Since DNS is a distributed database, there must be a mechanism to ensure that the data remains fresh in the nonauthoritative servers. When a resolver requests a record, it will store that information locally in case it is needed again. However, if it remains in the local cache, the primary, or authoritative, server may have been updated, and the resolver’s data becomes stale. There are timers, often called TTL or time to live, that tell the nonauthoritative servers how long to keep the data before requesting a refresh. For example, if the TTL is set for 1,800 seconds, then the resolver must go back every 30 minutes and request a refresh of the records to keep it from getting stale. The TTL values are sent from the authoritative to nonauthoritative servers when a DNS record is delivered.
Sites that make frequent changes would benefit from a short TTL so the clients receive accurate and updated information. However, if a site seldom changes, then a longer TTL would offer a higher level of performance since the DNS record data would be cached closer to the clients and the DNS servers would not have to take the time to refresh the cached data.
When resolving a DNS query, each DNS server that answers the queries needs a path to every zone in that namespace. Delegations provide this purpose. The delegation is a record stored in the parent zone that lists authoritative name servers at the next level down in the hierarchy. This allows for servers in one zone to direct clients to servers in other zones. For example, the root zones delegate to the .com servers below them, which in turn delegate to the company domain below them, such as tipofthehat.com.
Traditionally the basic Route 53 service did not implement any security and the DNS records traditionally sent data in the clear. This was the case since DNS was first used in 1983 to replace host files with a dynamic database for name resolution. To implement tighter security measures when using DNS, the Domain Name System Security Extension (DNSSEC) specification was developed in 2010 and was added to Route 53 in 2021. The Route 53 DNSSEC implementation can be enabled for all existing and new public hosted zones and for resolver validations to guarantee the authenticity and integrity of the DNS data. Security mandates from FedRAMP and others are adding encryption compliance requirements for DNS. DNSSEC is the tool that enables the security required under these mandates.
DNSSEC enables authentication for data origins and verification for the integrity of the data by using asymmetric digital signatures and the Public Key Cryptography (PKI) infrastructure. The data owner applies the cryptography to the actual DNS data and not the queries and responses.

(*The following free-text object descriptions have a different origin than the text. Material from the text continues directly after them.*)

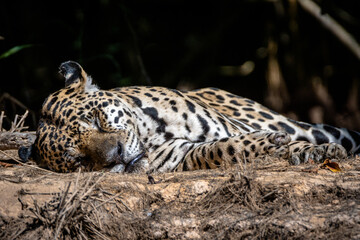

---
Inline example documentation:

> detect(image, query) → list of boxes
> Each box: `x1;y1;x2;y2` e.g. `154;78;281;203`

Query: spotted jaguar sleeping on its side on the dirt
19;61;360;173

Route 53 performs the crypto signatures on each record in its hosted zones. The key is managed by Route 53 and can be managed through the Key Management Services (KMS) of AWS. The Route 53 Resolver in each VPC guarantees that the DNS responses have not been tampered with during transmission. When a server does a recursive lookup, it will use the public key of the zone to validate the authenticity of the DNS data. This proves that the data was received from the actual zone where the DNS records are and not a fake or imposter zone. The data integrity part of DNSSEC confirms to the resolver that the data was not changed or tampered with in transit and that it was originally signed by the zone administrator using its private key.
Route 53 DNSSEC uses two types of keys. The first is the key-signing key (KSK), as shown in Figures 2.5 and 2.6. Each KSK is an asymmetric customer-managed public/private key pair that is owned by you and stored in the AWS Key Management Service (KMS) for your account. All KSK operations are your responsibility including rotating and replacing the keys as required. The zone-signing key (ZSK) is managed by AWS and will be transparent to your AWS administrators. The Route 53 hosted zones have a hard-coded TTL value for DNSSEC implementations of one week. Also, be careful with multivendor DNSSEC implementations to check if interoperability is supported with Route 53.